When we think of rights in healthcare, we think of protecting the patient. In reality, we are placing the patient at odds with their medical care.
Rights are something to protect, implying that they are something to protect against. It is a subtle cognitive shift, but it matters when dealing with subtle clinical decisions. Consider the following patient scenario.
A sixty-five-year-old Hispanic female with diabetes has a non-healing wound in her right heel. She has tried improving her diet and adjusting her medications, even adding insulin injections. Nothing has worked. She is now opting for surgery to debride her wound. This can proceed in one of two ways.

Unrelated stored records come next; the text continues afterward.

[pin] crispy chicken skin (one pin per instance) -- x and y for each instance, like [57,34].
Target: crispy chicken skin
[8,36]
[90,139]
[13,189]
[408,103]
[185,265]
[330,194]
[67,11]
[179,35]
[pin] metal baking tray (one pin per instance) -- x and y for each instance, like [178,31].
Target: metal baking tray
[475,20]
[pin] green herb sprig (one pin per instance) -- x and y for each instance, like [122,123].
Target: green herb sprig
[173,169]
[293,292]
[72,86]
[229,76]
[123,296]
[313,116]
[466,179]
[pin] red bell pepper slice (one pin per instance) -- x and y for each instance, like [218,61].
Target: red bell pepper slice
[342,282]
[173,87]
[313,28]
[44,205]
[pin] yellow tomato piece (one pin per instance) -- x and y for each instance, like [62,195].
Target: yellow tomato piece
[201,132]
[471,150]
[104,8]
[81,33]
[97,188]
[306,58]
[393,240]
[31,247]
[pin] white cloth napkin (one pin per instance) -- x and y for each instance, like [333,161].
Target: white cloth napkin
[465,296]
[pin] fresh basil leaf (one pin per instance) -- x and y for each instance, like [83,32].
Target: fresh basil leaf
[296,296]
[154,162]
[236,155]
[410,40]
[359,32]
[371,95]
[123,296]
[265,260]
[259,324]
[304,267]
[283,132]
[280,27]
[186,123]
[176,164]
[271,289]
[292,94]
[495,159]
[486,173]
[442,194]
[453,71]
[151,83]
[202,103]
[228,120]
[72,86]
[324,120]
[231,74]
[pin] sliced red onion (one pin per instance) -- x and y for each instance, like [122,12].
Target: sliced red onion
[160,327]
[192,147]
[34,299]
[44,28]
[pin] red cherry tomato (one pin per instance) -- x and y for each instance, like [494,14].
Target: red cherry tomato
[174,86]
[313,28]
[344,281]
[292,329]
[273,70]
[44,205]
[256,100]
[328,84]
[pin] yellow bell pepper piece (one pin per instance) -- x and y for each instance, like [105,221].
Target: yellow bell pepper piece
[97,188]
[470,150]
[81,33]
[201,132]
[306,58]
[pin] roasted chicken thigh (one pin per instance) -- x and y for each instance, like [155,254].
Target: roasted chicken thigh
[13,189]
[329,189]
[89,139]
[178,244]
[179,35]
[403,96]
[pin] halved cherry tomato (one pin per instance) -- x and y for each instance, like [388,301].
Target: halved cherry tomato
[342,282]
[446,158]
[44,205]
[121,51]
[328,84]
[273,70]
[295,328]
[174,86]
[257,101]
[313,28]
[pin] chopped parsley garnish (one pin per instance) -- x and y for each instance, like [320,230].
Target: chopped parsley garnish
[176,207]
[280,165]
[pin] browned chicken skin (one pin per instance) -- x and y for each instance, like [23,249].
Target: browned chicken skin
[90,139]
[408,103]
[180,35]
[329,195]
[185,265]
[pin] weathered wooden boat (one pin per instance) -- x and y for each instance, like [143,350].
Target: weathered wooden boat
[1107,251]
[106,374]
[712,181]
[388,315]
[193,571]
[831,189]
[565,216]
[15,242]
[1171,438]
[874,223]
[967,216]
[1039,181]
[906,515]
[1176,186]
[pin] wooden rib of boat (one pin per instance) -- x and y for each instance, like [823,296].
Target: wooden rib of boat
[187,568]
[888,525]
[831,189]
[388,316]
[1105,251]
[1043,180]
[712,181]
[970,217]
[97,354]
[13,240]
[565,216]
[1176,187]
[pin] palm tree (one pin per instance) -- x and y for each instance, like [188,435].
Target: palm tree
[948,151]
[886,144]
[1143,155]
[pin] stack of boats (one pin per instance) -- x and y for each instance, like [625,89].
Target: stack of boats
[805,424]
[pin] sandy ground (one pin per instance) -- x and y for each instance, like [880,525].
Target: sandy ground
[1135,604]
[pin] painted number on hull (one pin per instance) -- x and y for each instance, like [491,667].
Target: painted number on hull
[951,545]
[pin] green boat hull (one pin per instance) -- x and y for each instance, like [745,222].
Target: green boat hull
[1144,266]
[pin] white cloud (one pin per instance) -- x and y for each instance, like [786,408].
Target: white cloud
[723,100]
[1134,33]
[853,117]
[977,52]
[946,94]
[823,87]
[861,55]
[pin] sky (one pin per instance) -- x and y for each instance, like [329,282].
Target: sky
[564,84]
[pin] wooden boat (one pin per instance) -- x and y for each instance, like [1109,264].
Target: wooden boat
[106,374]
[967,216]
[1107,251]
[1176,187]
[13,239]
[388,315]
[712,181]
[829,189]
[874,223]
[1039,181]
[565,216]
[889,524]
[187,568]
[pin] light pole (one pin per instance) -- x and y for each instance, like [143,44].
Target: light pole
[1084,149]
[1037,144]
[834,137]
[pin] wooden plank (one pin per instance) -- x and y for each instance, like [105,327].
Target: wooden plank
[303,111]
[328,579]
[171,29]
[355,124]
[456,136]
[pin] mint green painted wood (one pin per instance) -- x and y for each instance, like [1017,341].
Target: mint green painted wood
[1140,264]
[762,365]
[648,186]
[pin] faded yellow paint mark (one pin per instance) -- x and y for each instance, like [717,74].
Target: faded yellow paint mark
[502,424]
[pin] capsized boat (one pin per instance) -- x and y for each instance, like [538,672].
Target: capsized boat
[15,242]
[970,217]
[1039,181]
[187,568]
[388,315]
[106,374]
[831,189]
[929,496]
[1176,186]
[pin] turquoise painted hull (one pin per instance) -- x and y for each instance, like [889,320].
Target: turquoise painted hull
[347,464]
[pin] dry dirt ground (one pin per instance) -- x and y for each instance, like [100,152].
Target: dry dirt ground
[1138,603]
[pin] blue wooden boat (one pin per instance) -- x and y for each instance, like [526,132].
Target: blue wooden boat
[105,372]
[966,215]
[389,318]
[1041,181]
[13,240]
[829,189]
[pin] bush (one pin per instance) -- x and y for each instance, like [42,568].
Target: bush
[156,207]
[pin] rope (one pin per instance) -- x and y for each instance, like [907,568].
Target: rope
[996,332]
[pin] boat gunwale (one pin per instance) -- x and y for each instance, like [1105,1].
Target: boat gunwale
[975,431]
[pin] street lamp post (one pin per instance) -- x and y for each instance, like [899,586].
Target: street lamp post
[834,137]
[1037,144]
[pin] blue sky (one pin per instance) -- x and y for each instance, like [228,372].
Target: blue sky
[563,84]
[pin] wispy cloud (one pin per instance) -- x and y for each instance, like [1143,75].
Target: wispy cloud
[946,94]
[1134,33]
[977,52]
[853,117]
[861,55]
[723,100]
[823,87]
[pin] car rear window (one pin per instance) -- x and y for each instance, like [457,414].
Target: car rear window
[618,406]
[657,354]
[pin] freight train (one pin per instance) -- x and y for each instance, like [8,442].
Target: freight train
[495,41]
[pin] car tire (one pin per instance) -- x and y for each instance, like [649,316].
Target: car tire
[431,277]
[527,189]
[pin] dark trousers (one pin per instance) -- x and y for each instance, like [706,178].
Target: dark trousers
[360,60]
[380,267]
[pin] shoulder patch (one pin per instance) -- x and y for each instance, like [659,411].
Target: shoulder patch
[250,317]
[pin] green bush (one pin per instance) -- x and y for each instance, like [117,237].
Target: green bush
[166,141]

In one scenario, we think of the patient safeguarding against all liabilities. She reviews the consent; she monitors for all possible adverse outcomes or risks. She ensures she is protected, that she knows of her rights.
In the other scenario, she takes a far less adversarial approach. She focuses on preparing herself for surgery: maintaining the appropriate level of physical activity, eating better, monitoring her blood sugar closely, and avoiding things that would worsen the wound.
Both scenarios play out the same, a successful debridement, but the perspectives of the patient differ. And likely, so will the long term post-operative outcomes. Looking at medicine as a series of rights to protect or restrict is in vogue right now, particularly with a conspicuous, litigious veneer covering the most polarizing health issues today.
But there is a better way to look at healthcare. Instead of thinking about patient rights, think about patient duties. Rights are what we have, what is owed; duties are what we should do, what we owe. One is passive; the other is active.
Healthcare, at its root, is a series of active decisions. The hypothetical patient above does not randomly become diabetic. She makes decisions that culminate in her diagnosis.
And we can view her decisions from the perspective of either rights or duties. In the former, the patient expects certain services, and demands certain outcomes and results to be met. In the latter, the patient considers her role in preparing for the surgery and recovering from it. In the second scenario, the patient is actively engaged in the process. She is in control.
We talk a big game about bodily autonomy: “my body, my choice”. But we talk little about bodily agency, the consequences that come with the responsibility of autonomy. We conveniently miss this correlation when we consider only patient rights.
But when we think of duty, a patient’s responsibility in the process of healthcare, the autonomy comes with agency, hand in hand.
The shift in thinking may be subtle, but the patient outcomes are not. In fact, clinical outcomes improve when we think of duty instead of rights.
While we can wax poetic about the reasons for this, the issue boils down to one thing: when we think of medicine in terms of rights, we think individually. When we think of medicine in terms of duty, we think of our obligation to others.
This matters because medicine is inherently a service. Yet, we look at it like a product, focusing only on the outcome. Service is ongoing, an outcome has finality. This misunderstanding lies at the heart of why we cannot think of rights in medicine.
As long as we apply such thinking to medicine, we will always be at odds with each other. My rights conflict with your rights. A physician’s right to make medical decisions conflicts with a patient’s rights to do as he or she pleases.
But when we think of duty, we become reconciliatory. The physician is obligated to the patient as much as the patient is obligated to the physician.
This is not just an exercise in idealized rhetoric. We have ways of implementing this thinking in medicine: adjust the incentives to be reconciliatory.
As it currently stands, medicine focuses on individual protections and liabilities. Instead, if we reward communication, active engagement between patients and physicians, then what was once a liability becomes an opportunity to discuss treatment options.
Like the hypothetical patient with the diabetic wound. If she only focuses on her individual right and the liability of others, then she will be less engaged. But if she considers her role in the surgery, then she will see herself as part of a system in service of her health – with a responsibility to those who are caring for her.
She will see it as a matter of duty.